A place of hope for refugees
In a time when the gates of Europe seem closed to people in need of protection, JRS Italy is opening a new reception and integration centre for asylum seekers and refugees.
The idea of opening a new centre was inspired by Pope Francis’ appeal to open the houses of religious congregations to host refugees on the occasion of his visit to JRS Italy in 2013.
The new centre bears the name of Matteo Ricci, a Jesuit who dedicated his life to putting himself in other people’s shoes and looking for the path of dialogue and integration in China.
The Center was inaugurated 4 February, in the presence of the President of the Italian Republic and the Superior General of the Society of Jesus, Fr Arturo Sosa SJ. The event brought together refugees, volunteers, staff and friends of Centro Astalli as well as institutional representatives of the Church.
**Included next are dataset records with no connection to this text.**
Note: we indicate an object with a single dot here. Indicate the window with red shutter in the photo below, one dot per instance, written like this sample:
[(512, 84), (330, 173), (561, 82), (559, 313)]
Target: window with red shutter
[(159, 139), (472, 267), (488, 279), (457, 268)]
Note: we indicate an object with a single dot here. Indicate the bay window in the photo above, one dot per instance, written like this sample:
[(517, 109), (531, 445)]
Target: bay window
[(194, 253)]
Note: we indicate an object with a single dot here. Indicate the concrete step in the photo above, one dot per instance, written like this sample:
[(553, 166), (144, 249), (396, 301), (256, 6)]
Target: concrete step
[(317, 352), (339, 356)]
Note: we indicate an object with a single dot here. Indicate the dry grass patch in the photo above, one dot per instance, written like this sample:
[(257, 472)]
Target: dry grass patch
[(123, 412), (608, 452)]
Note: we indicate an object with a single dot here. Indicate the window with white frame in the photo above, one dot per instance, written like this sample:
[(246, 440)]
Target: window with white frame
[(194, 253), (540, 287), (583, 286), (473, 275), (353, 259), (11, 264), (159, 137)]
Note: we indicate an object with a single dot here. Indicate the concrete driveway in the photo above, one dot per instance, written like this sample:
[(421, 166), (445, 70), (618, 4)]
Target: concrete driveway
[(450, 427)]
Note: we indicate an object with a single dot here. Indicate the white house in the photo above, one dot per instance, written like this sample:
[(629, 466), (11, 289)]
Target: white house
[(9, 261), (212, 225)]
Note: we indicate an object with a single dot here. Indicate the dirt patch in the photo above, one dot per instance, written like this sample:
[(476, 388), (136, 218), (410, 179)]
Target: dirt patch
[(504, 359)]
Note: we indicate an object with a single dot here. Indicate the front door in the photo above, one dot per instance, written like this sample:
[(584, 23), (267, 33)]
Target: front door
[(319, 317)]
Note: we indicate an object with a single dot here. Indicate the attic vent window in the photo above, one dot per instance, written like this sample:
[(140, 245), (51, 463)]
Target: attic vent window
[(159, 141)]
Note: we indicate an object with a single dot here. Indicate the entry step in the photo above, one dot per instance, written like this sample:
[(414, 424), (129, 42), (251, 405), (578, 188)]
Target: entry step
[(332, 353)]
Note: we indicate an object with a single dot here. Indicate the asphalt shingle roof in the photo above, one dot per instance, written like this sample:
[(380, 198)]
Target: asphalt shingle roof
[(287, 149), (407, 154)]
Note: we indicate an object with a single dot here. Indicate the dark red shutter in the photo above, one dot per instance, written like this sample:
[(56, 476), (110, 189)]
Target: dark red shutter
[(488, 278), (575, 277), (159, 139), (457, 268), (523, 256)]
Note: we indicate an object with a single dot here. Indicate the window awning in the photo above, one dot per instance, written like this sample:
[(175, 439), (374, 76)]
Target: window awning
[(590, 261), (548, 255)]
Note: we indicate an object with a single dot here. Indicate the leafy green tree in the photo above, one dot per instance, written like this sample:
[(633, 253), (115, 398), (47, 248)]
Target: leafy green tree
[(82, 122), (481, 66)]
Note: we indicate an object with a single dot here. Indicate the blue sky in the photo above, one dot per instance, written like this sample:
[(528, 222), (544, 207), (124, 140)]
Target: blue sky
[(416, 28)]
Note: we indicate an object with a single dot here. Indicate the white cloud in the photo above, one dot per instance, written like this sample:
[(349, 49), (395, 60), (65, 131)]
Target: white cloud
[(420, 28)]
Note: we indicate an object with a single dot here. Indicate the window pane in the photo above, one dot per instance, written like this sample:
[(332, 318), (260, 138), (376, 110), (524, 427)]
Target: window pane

“I believe that opening a reception and integration centre is a strong sign, from a symbolic and concrete point of view,” said Father Camillo Ripamonti, Director of JRS Italy. He also stressed that our current society has an attitude of closure towards migrants, cautioning that such an attitude “takes hold of us,” making us “dry” and “less human” if we adopt it.
The inauguration of the Matteo Ricci Centre is a sign of hope. Centro Astalli continues to open a door to refugees and migrants who are experiencing difficulties in this phase of radical legislative transformation. In the Centre, they can find a home and build new relationships that arise from the encounter.
The Superior General Fr Arturo Sosa reminded attendees in his speech that one of the key words of JRS’ mission is “to accompany” migrants and refugees. “It recalls the deep respect that Matteo Ricci had for each person as a companion on the journey”, said Sosa.
The Matteo Ricci Centre aims to focus especially on young people by accompanying them as they ask themselves about their own professional and training needs and allowing them to cultivate dreams for the future. “This is the only feasible way forward for integration. We are convinced that in doing so we open a door of hope also for our city, for our country, because creative and educational development within these walls will help to build a supportive community beyond them,” Father Ripamonti concluded.